Sabia Librarian's Approach

When I built Sabia Librarian, I started with a question: what would a librarian's evaluation actually look like?

Not a score. Not a thumbs up or down.

A breakdown.

When you evaluate a source with Sabia, you get structured results for every CRAAP criterion — a pass or fail on each point, with evidence and flags. You can see why something scored the way it did. You can see exactly where the authority fell apart or why the currency was a problem.

That transparency is the point.

A student who sees "Authority: FAIL — no author listed, no institutional affiliation" can go find that information. They're learning evaluation in real time. The tool didn't just hand them an answer — it showed them the work.

Why Showing Your Work Matters More Than Being Right

Here's the thing about information literacy: the goal is not to find the right source. The goal is to be able to evaluate any source.

That's the difference between teaching and testing. A good test gives you a score. A good lesson teaches you to ask better questions.

Most AI tools are built like tests — they give you an output and move on. Sabia is built like a lesson. The breakdown is the product, not a side effect.

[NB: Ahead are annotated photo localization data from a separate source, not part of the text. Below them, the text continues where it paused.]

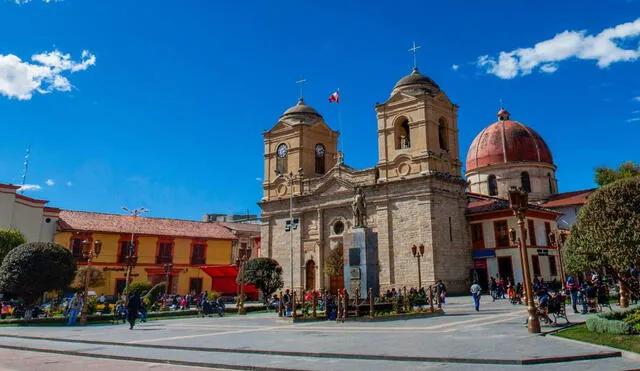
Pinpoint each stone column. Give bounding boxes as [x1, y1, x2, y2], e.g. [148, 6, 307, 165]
[317, 208, 325, 290]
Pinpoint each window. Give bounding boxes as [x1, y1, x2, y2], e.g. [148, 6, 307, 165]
[527, 220, 536, 246]
[157, 241, 173, 264]
[547, 173, 554, 194]
[521, 171, 531, 193]
[438, 118, 448, 151]
[532, 255, 541, 277]
[544, 222, 551, 246]
[333, 221, 344, 235]
[118, 241, 130, 263]
[494, 221, 509, 247]
[396, 119, 411, 149]
[549, 256, 558, 276]
[449, 216, 453, 241]
[191, 243, 205, 265]
[471, 224, 484, 249]
[488, 175, 498, 196]
[315, 144, 326, 174]
[276, 143, 288, 174]
[71, 238, 88, 262]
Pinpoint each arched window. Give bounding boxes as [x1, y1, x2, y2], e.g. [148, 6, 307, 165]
[438, 118, 448, 151]
[488, 174, 498, 196]
[396, 119, 410, 149]
[276, 143, 288, 174]
[333, 221, 344, 235]
[315, 144, 325, 174]
[521, 171, 531, 193]
[547, 173, 554, 194]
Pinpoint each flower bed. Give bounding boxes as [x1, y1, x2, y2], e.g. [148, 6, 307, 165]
[586, 307, 640, 335]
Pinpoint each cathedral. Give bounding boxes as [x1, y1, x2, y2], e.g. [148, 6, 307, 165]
[259, 66, 571, 295]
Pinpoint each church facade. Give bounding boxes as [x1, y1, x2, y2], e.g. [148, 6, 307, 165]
[259, 68, 473, 294]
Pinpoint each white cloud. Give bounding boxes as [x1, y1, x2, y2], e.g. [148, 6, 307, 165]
[14, 0, 62, 4]
[66, 181, 72, 186]
[633, 96, 640, 102]
[477, 18, 640, 79]
[451, 64, 460, 71]
[255, 177, 263, 182]
[627, 117, 640, 122]
[0, 49, 95, 100]
[45, 179, 55, 186]
[18, 184, 41, 192]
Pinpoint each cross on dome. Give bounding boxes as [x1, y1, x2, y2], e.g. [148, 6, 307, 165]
[408, 41, 422, 69]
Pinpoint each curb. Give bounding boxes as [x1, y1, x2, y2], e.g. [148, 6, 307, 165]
[0, 333, 622, 366]
[549, 328, 640, 362]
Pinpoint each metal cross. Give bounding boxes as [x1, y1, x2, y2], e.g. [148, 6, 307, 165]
[408, 41, 422, 69]
[500, 97, 504, 109]
[296, 77, 307, 99]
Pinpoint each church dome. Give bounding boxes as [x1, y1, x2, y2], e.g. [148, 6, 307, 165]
[466, 109, 553, 171]
[281, 97, 322, 119]
[392, 67, 440, 95]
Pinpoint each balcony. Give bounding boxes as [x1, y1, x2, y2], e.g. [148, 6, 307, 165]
[156, 255, 173, 264]
[191, 256, 205, 265]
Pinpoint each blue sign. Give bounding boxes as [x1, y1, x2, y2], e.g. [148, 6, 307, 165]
[473, 249, 496, 258]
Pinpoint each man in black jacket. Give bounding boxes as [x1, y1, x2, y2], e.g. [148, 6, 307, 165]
[127, 293, 141, 330]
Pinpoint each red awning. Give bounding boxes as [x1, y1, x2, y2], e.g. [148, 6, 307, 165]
[199, 265, 258, 296]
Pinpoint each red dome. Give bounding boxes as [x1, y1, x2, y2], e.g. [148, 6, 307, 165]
[466, 110, 553, 171]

When I say "showing your work" — I mean it literally. Our methodology page explains exactly how we evaluate each CRAAP criterion. We publish the criteria. We publish the scoring logic. We don't hide it.

We Scored Ourselves 35 Out of 100

This is the part that makes most tech founders uncomfortable.

We ran Sabia Librarian through the same evaluator we built for sources. Our methodology is transparent, but our product is still young — we have known gaps in coverage, known limitations in certain source types, known areas where the model needs more training data.

Our overall score: 35 out of 100.

We published that. Read it yourself — it's on the site, along with every evaluation we've run. We want users to see what we got wrong so they can tell us where we're wrong.

That's not humility theater. It's the same standard I held my students to: show your reasoning, take accountability for your conclusions, stay teachable.